なんでも、毎年この時期は収穫後保管しておいた深緑芋がいい感じに甘味を蓄積させており、ポテサラを食べるのに一番いい時期であるのだとか。シャイネンナハトに合わせ、閉鎖的なこの村も人々を招き入れ、催しを行うことがある……それに合わせて彼等は呼び出されたわけだ。

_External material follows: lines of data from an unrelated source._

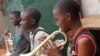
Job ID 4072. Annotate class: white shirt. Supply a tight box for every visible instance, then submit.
[30,27,49,53]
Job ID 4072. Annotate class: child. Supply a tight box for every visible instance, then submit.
[20,8,48,55]
[44,0,97,56]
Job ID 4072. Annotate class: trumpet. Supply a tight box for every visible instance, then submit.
[20,30,67,56]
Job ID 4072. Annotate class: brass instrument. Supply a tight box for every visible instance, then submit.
[20,30,67,56]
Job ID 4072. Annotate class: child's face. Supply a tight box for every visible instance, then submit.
[9,14,20,25]
[20,12,32,30]
[53,9,69,31]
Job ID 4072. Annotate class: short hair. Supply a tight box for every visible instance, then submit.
[24,8,41,25]
[55,0,80,18]
[10,11,21,17]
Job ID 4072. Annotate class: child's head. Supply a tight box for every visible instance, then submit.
[9,11,21,26]
[53,0,80,30]
[20,8,41,29]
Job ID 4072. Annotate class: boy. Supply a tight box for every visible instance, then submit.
[45,0,97,56]
[20,8,48,55]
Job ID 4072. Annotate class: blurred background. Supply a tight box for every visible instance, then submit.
[0,0,58,35]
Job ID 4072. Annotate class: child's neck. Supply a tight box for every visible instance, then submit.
[67,22,82,37]
[29,26,38,33]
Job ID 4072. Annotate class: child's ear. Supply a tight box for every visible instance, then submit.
[66,12,71,21]
[31,19,35,24]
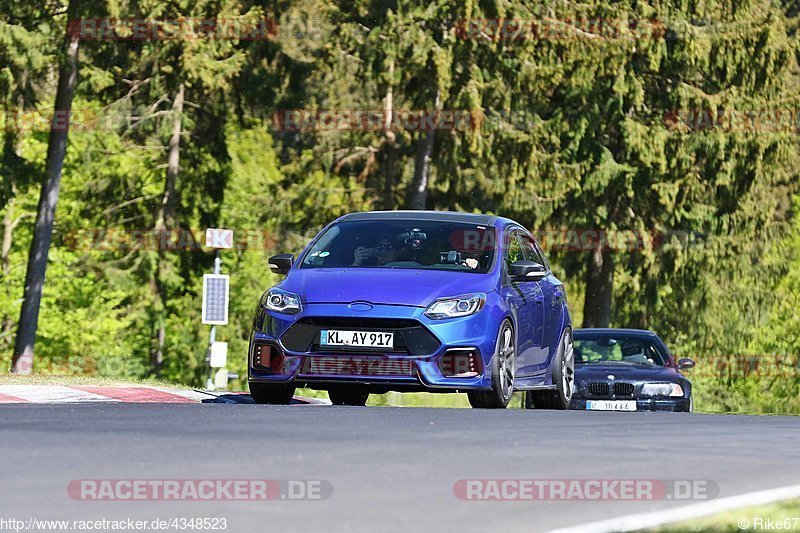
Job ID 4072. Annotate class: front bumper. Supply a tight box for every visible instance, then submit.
[248,304,499,392]
[569,397,691,413]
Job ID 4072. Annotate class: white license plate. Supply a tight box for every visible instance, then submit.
[586,400,636,411]
[319,329,394,348]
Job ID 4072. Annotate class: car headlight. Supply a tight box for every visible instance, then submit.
[642,383,683,397]
[425,292,486,320]
[263,287,303,314]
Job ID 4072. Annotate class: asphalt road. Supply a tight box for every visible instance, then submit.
[0,404,800,533]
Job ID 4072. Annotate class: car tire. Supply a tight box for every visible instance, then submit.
[328,387,369,406]
[467,320,517,409]
[525,328,575,410]
[248,382,296,405]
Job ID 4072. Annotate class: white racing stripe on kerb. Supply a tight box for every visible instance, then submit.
[0,385,117,403]
[550,485,800,533]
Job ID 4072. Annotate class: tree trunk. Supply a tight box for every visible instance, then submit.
[583,243,614,328]
[383,60,395,210]
[11,6,79,374]
[410,90,441,209]
[150,83,184,377]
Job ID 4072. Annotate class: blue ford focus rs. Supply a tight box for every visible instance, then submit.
[248,211,574,409]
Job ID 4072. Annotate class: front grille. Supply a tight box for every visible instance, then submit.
[281,317,440,355]
[614,383,635,396]
[300,357,414,377]
[588,383,609,396]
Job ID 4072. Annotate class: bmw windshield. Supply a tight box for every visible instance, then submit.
[300,220,497,274]
[574,336,671,366]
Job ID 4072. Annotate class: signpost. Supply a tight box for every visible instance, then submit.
[202,228,233,390]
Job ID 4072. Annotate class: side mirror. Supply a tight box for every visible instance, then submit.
[511,259,547,281]
[269,254,294,275]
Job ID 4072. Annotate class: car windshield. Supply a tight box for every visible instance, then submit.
[574,336,670,366]
[300,220,497,274]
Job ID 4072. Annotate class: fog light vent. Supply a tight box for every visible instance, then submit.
[439,348,482,378]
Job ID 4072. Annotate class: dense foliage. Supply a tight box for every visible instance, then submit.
[0,0,800,409]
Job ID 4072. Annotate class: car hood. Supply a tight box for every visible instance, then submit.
[575,363,680,382]
[280,267,494,307]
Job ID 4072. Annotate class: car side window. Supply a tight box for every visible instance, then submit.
[519,232,547,267]
[505,230,525,272]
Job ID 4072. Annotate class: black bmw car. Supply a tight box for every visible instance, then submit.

なお、パパスの背後から現れたのが彼女の母であるがさておき。
「いつも娘がおせわになっております。皆さんのことはパパスから聞いているのよ。芋しかないけれど……ああ、外から持ってきてもらったものを使ってもらってもいいんだけれど、そういったもので楽しんでもらえると助かるわ。わたし達はお野菜以外は余り食べられないのだけれど――」
「わー! パパスのねーちゃんだー!」「“いれぎゅらーず”だー!」「あそんでー!」
パパス母が話しているうちに、村の子供達が集まってくる。物珍しさゆえか、非常に好意的な反応が見える。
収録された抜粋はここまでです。